Q-Learning Hyperparameters Explained

What are Hyperparameters?

Hyperparameters are settings you choose before training starts. Unlike regular parameters (like Q-values) which the agent learns, hyperparameters control how the agent learns.

Think of it like learning to cook: the recipe ingredients are parameters, but the oven temperature and cooking time are hyperparameters.

Learning Rate Discount Factor Epsilon (Exploration) Episodes Bins

α Learning Rate (Alpha)

How much to update Q-values after each experience

The learning rate controls how quickly the agent updates its beliefs (Q-values) based on new experiences. It determines the step size when moving toward the target.

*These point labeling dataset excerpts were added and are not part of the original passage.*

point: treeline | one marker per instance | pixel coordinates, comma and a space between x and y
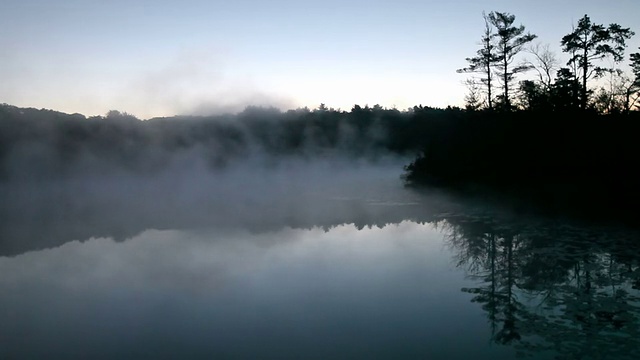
594, 52
579, 165
44, 143
556, 143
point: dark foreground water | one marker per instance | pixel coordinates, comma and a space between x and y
340, 267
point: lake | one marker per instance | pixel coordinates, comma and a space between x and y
303, 260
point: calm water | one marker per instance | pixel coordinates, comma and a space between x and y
355, 267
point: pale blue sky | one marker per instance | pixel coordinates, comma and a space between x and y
155, 58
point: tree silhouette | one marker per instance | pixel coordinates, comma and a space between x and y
589, 42
484, 61
510, 41
544, 287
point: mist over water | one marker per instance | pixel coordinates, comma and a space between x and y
260, 236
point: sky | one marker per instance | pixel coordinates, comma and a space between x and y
163, 58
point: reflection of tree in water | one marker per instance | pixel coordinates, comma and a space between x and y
572, 291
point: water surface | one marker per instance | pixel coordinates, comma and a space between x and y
301, 267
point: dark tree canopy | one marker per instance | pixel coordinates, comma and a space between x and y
484, 61
510, 40
589, 42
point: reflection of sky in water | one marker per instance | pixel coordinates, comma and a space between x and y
343, 293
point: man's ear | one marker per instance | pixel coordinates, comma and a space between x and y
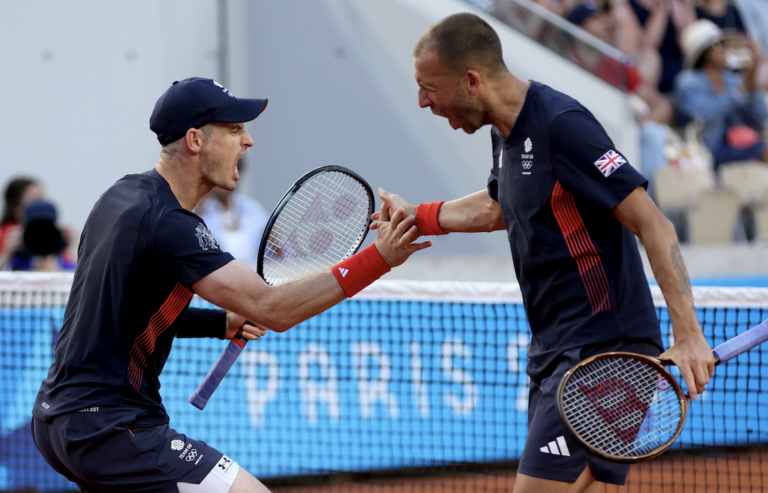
472, 81
195, 139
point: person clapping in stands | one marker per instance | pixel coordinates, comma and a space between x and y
729, 105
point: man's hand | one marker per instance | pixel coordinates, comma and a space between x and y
236, 324
390, 203
395, 237
694, 358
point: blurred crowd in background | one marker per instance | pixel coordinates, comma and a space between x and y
696, 75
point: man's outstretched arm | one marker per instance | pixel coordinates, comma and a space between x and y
690, 353
474, 213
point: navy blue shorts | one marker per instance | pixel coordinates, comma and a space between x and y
98, 453
550, 452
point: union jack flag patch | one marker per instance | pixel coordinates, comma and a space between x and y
609, 162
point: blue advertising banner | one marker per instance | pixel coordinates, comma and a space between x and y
367, 385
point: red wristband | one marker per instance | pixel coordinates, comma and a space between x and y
427, 219
360, 270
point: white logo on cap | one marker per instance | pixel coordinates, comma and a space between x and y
226, 91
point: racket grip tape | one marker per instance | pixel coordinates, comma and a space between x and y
741, 343
199, 397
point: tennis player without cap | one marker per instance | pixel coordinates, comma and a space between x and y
98, 417
570, 203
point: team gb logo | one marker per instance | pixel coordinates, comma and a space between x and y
205, 237
226, 91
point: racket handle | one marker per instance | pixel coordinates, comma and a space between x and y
199, 397
741, 343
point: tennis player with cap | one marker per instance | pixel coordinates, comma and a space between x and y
98, 417
570, 203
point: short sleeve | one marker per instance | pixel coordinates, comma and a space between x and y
587, 163
183, 241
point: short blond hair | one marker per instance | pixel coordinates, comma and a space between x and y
463, 42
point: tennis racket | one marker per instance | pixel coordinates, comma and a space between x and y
626, 407
320, 221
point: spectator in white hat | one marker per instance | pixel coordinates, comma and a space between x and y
730, 105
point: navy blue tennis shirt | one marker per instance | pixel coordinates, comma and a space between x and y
139, 253
558, 177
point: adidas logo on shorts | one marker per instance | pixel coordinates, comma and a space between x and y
556, 447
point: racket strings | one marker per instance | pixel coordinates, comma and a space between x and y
622, 407
322, 223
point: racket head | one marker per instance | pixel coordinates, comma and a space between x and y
622, 407
321, 220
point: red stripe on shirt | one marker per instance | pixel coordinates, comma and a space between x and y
581, 248
144, 345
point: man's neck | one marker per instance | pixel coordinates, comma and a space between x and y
184, 184
507, 97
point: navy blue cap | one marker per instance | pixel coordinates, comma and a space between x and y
39, 210
581, 13
195, 102
41, 236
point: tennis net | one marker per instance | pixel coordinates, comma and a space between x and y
411, 386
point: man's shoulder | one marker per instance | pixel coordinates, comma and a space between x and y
130, 197
554, 103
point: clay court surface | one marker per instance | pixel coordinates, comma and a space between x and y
728, 472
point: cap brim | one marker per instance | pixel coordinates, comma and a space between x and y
692, 60
242, 110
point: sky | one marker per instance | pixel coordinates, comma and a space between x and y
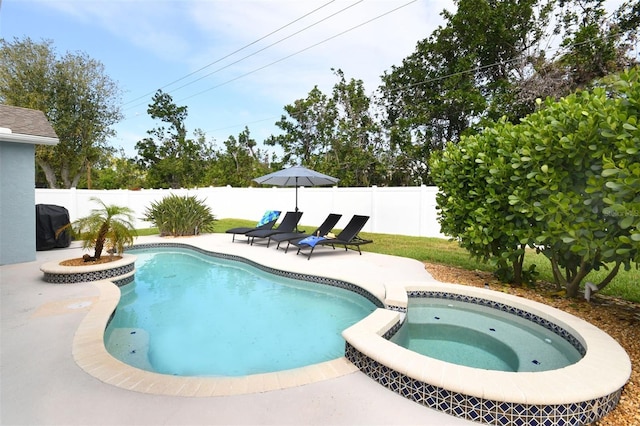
233, 63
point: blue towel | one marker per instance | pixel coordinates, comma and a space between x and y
269, 215
311, 241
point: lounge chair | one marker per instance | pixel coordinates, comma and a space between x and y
347, 237
268, 221
288, 224
322, 230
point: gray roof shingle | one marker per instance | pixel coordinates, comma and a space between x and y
26, 121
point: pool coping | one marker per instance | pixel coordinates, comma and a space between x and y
583, 391
90, 354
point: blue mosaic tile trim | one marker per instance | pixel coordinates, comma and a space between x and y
124, 281
401, 309
483, 410
549, 325
88, 276
297, 276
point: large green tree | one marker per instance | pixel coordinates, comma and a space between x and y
566, 180
78, 98
238, 163
170, 158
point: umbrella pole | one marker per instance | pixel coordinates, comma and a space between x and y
296, 195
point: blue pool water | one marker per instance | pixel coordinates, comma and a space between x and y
477, 336
190, 314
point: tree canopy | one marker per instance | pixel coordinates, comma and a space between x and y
78, 98
565, 181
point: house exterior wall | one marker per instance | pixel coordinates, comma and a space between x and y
17, 207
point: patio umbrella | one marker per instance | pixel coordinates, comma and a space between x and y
296, 176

Q(s,a) = Q(s,a) + α × (target - Q(s,a))

If the target is 10 and current Q-value is 0:

α = 0.1: New Q = 0 + 0.1 × 10 = 1.0 (small step)
α = 0.5: New Q = 0 + 0.5 × 10 = 5.0 (medium step)
α = 1.0: New Q = 0 + 1.0 × 10 = 10.0 (replace entirely)

💡 Analogy: Learning to Shoot Baskets

Imagine learning to shoot baskets. Each shot gives you feedback.

High learning rate (α = 0.9): You completely change your technique after each shot. You might overcorrect and be inconsistent.

Low learning rate (α = 0.1): You make tiny adjustments after each shot. More stable, but takes longer to improve.

▲ Too High (> 0.5)

Learns fast initially
Unstable, erratic behavior
Forgets old experiences quickly
May never converge

▼ Too Low (< 0.05)

Very stable learning
Extremely slow progress
May get stuck in bad patterns
Needs many more episodes

Interactive Demo: See How Learning Rate Affects Updates

Learning Rate (α): 0.2

0.01 (slow) 1.0 (fast)

Current Q(s,a) = 0

Target = 10

After update: Q(s,a) = 2.0

20%

✅ Recommended for CartPole

Start with learning_rate = 0.1 to 0.3

CartPole is relatively simple, so moderate learning rates work well. If scores are unstable, try lowering it.

γ Discount Factor (Gamma)

How much to value future rewards vs immediate rewards

The discount factor determines how "far-sighted" or "short-sighted" the agent is. It multiplies future rewards, making them worth less than immediate rewards.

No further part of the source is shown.